Google, Yahoo! and Bing have suspended their accounts with hundreds of advertisers and agents associated with mortgage programs under federal investigation. The move by Google and Microsoft (Microsoft powers Bing and Yahoo!) has basically shut down these businesses: Without the vehicle of the search engines, these sites cannot effectively generate traffic.
Why did Google and Microsoft cut the cord of these companies, and is there anything the companies can do? Google and Microsoft (we’ll call them the Government’s “Judge, Jury, and Executioner” or the “Enforcers”) acted upon the request of SIGTARP, a federal agency charged with preventing fraud, waste, and abuse under TARP’s Home Affordable Modification Program. (The pressure started a while back, as we wrote last March.)
SIGTARP is investigating mortgage programs that it believes have been wrongly charging “struggling homeowners a fee in exchange for false promises of lowering the homeowner’s mortgage.”
According to a source at SIGTARP, the agency handed Google and Microsoft a list of some 125 mortgage “schemes.” Apparently, the Enforcers then took that list, identified advertisers and agents associated with those mortgage programs, and opted to suspend relations with those companies (about 500 advertisers and agents for Google and about 400 for Microsoft). (SIGTARP’s announcements on these actions can be found here and here.)
So it looks as if these companies have been penalized through government action without any adjudicative process, merely through government pressure on private companies, i.e. Google and Microsoft. (More analysis from us on this to come.)
It’s easy to understand why the Enforcers would feel pressure.
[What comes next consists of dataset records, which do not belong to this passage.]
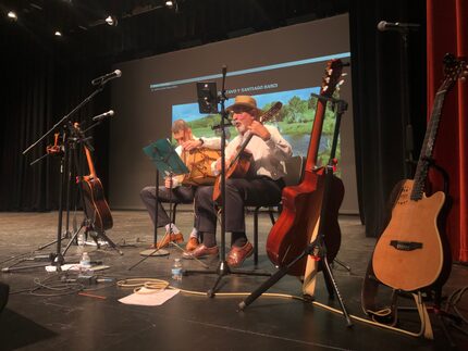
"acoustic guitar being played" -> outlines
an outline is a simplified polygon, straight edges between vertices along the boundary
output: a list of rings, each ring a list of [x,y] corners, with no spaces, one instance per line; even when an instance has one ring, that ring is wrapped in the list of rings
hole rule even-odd
[[[303,180],[297,186],[283,189],[283,211],[267,239],[268,256],[279,267],[284,267],[294,262],[315,240],[320,221],[324,222],[323,226],[327,228],[324,241],[327,258],[330,262],[333,261],[340,249],[341,230],[337,214],[344,196],[344,186],[342,180],[333,175],[328,197],[327,218],[320,218],[325,176],[323,167],[319,167],[317,164],[317,158],[327,99],[333,96],[342,82],[342,68],[341,60],[331,60],[327,64],[320,89],[322,99],[319,99],[317,104]],[[288,268],[287,274],[304,276],[306,264],[307,256],[304,256]]]
[[[266,113],[263,113],[258,121],[260,123],[266,123],[274,117],[276,113],[280,112],[283,104],[281,102],[275,102]],[[244,139],[242,145],[237,147],[236,153],[231,158],[227,166],[225,168],[225,178],[244,178],[251,165],[253,155],[246,150],[249,141],[254,137],[254,134],[248,134],[248,136]],[[219,201],[221,199],[221,177],[219,174],[214,181],[213,188],[213,200]]]

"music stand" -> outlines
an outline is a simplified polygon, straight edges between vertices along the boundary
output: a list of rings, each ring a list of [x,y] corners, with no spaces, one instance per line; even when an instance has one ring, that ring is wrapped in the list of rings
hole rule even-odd
[[[169,252],[167,250],[161,250],[158,248],[158,199],[159,199],[159,173],[164,174],[168,177],[173,177],[175,175],[182,175],[189,172],[187,166],[184,164],[182,159],[175,152],[173,146],[169,141],[169,139],[159,139],[145,148],[143,148],[143,152],[152,161],[156,166],[156,205],[155,205],[155,249],[153,250],[145,250],[141,251],[140,254],[145,255],[139,262],[134,264],[132,269],[143,261],[145,261],[149,256],[160,256],[168,255]],[[169,188],[169,217],[172,218],[172,181],[171,187]],[[169,235],[172,234],[172,225],[170,225]],[[170,241],[172,242],[172,241]],[[178,246],[177,246],[178,248]]]
[[[238,304],[237,311],[244,311],[250,303],[253,303],[255,300],[257,300],[264,291],[270,289],[276,281],[279,281],[283,276],[285,276],[290,268],[293,267],[298,261],[300,261],[304,256],[311,255],[316,258],[317,261],[320,260],[322,264],[322,273],[323,278],[325,280],[325,287],[329,291],[329,296],[333,297],[336,296],[338,299],[338,303],[341,306],[341,310],[343,312],[343,316],[346,319],[347,327],[353,326],[353,323],[350,321],[349,314],[346,310],[346,306],[344,304],[343,298],[340,293],[340,290],[337,288],[336,281],[334,279],[332,269],[330,267],[328,258],[327,258],[327,245],[325,245],[325,233],[327,228],[324,227],[325,223],[325,216],[328,214],[329,210],[329,197],[331,195],[332,188],[331,188],[331,181],[334,173],[334,167],[336,165],[335,162],[335,151],[337,147],[337,140],[338,140],[338,134],[340,134],[340,125],[341,125],[341,118],[343,113],[347,110],[347,103],[344,100],[336,100],[334,98],[325,98],[322,96],[316,96],[318,99],[322,99],[324,103],[328,101],[331,101],[335,108],[335,128],[333,133],[333,140],[332,140],[332,148],[330,151],[330,158],[327,166],[324,167],[324,190],[322,196],[322,206],[320,209],[320,223],[318,228],[317,238],[313,240],[313,242],[310,242],[304,251],[296,256],[293,261],[287,263],[286,265],[280,267],[276,273],[274,273],[268,280],[266,280],[260,287],[258,287],[254,292],[251,292],[244,301],[242,301]]]

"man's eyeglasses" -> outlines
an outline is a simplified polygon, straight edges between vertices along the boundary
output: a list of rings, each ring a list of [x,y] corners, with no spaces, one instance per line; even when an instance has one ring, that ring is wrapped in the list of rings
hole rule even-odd
[[[253,110],[254,110],[253,108],[248,108],[248,106],[234,106],[231,109],[231,111],[234,113],[250,112]]]

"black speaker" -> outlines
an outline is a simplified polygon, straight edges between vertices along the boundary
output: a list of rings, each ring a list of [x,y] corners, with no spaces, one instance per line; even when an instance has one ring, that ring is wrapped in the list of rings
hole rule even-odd
[[[0,312],[2,312],[3,308],[7,305],[10,287],[0,281]]]

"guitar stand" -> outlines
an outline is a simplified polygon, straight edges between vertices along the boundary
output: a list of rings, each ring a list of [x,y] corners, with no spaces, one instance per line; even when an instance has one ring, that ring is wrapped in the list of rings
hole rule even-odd
[[[334,259],[333,259],[333,262],[332,262],[332,264],[331,264],[331,266],[333,267],[333,265],[334,265],[335,263],[336,263],[336,264],[338,264],[338,265],[341,265],[343,268],[345,268],[347,273],[350,273],[350,271],[352,271],[352,269],[350,269],[350,266],[349,266],[349,265],[347,265],[347,264],[346,264],[346,262],[343,262],[343,261],[341,261],[341,260],[338,260],[338,259],[334,258]]]
[[[226,77],[227,67],[223,65],[222,67],[222,88],[221,88],[221,95],[219,97],[215,96],[215,84],[214,83],[198,83],[197,87],[211,87],[211,91],[207,91],[204,88],[198,89],[198,103],[200,108],[200,112],[208,108],[209,113],[219,113],[218,111],[218,103],[221,104],[221,123],[219,126],[214,126],[213,128],[220,128],[221,129],[221,218],[220,218],[220,226],[221,226],[221,243],[220,243],[220,261],[218,263],[218,267],[214,271],[192,271],[187,269],[184,271],[184,274],[188,275],[190,273],[199,273],[199,274],[217,274],[217,280],[214,281],[214,285],[211,289],[207,291],[207,296],[209,298],[213,298],[215,296],[215,292],[220,288],[220,283],[224,276],[227,276],[230,274],[238,274],[238,275],[251,275],[251,276],[271,276],[270,273],[267,272],[256,272],[256,271],[242,271],[242,269],[231,269],[227,265],[227,262],[225,260],[225,146],[226,146],[226,131],[225,131],[225,121],[227,121],[227,113],[224,109],[224,102],[227,100],[225,96],[225,77]],[[207,96],[208,92],[208,96]]]
[[[315,95],[316,96],[316,95]],[[333,133],[333,141],[332,141],[332,148],[330,152],[330,159],[329,163],[324,168],[324,189],[323,189],[323,200],[322,200],[322,206],[320,211],[320,221],[319,221],[319,228],[316,240],[313,242],[310,242],[307,248],[297,256],[295,258],[291,263],[287,265],[281,267],[275,274],[271,276],[270,279],[264,281],[258,289],[256,289],[253,293],[250,293],[243,302],[238,304],[237,311],[244,311],[246,306],[248,306],[250,303],[253,303],[258,297],[260,297],[264,291],[267,291],[270,287],[272,287],[278,280],[280,280],[284,275],[287,274],[290,268],[298,261],[304,259],[306,255],[311,255],[316,261],[320,261],[323,277],[325,280],[327,290],[329,291],[330,298],[333,298],[336,296],[338,298],[338,302],[341,305],[341,309],[343,311],[343,316],[346,319],[347,327],[353,326],[353,323],[349,318],[349,314],[346,311],[346,306],[343,302],[343,298],[340,293],[340,290],[337,288],[336,281],[333,277],[332,269],[329,264],[329,260],[327,258],[327,245],[325,245],[325,233],[327,228],[324,228],[324,223],[327,223],[325,218],[328,216],[328,203],[329,198],[331,193],[331,185],[332,185],[332,178],[334,173],[334,167],[336,165],[335,161],[335,152],[336,152],[336,146],[337,146],[337,137],[340,134],[340,124],[341,124],[341,117],[343,113],[347,109],[347,103],[343,100],[336,100],[333,98],[324,98],[322,96],[316,96],[319,99],[324,99],[327,101],[331,101],[335,109],[335,128]],[[306,294],[306,299],[311,300],[312,297]]]

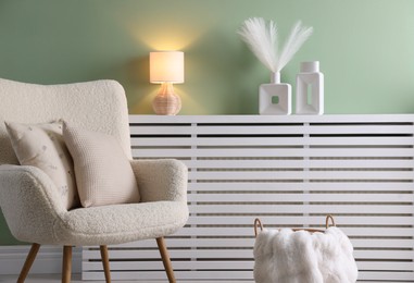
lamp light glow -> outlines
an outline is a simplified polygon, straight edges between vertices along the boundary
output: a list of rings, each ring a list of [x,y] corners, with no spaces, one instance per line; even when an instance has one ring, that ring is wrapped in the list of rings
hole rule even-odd
[[[150,82],[162,84],[152,101],[156,114],[175,115],[181,109],[181,99],[175,94],[173,83],[184,83],[184,52],[150,52]]]

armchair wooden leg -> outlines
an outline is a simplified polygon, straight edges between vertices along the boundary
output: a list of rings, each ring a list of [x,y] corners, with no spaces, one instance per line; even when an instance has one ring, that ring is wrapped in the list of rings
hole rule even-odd
[[[70,283],[72,275],[72,246],[63,247],[62,283]]]
[[[17,283],[23,283],[26,280],[28,271],[30,270],[32,264],[35,261],[35,258],[37,256],[37,251],[39,251],[39,248],[40,248],[39,244],[32,244],[32,248],[28,251],[26,261],[24,262],[21,274],[18,275]]]
[[[110,269],[110,258],[108,256],[108,247],[100,246],[100,249],[101,249],[103,271],[105,273],[105,281],[106,283],[111,283],[111,269]]]
[[[156,245],[159,246],[162,262],[164,263],[164,268],[165,268],[166,275],[168,276],[168,281],[170,283],[175,283],[174,270],[173,270],[173,266],[171,264],[170,255],[168,255],[168,250],[166,249],[164,238],[158,237]]]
Google just settled with the Department of Justice and agreed to pay more than $500 million for its role in publishing prescription drug ads from Canada. Those familiar with that settlement may see Google’s recent actions for SIGTARP as follow-on. Likely Google is more apt to buckle to the Feds quickly because of the costly settlement, but the matters are not directly related. In fact, the prescription drug settlement agreement relates to prescription drug ads only.
While the SIGTARP investigation is “ongoing,” and Google and Microsoft are continuing to cooperate with the agency, what can companies who have been caught up in this firestorm do? The Enforcers do, fortunately, have grievance processes (see, for instance, Google’s grievance process here).
Either on their own, or with some added strength through legal representation, the companies can try to make their cases regarding the content and nature of the ads at issue.
What is the next step going to be? If the Federal Trade Commission identifies, say, a group of websites that it believes are promoting bogus weight-loss schemes, will the Enforcers simply move to shut off their access to the Web, without further ado?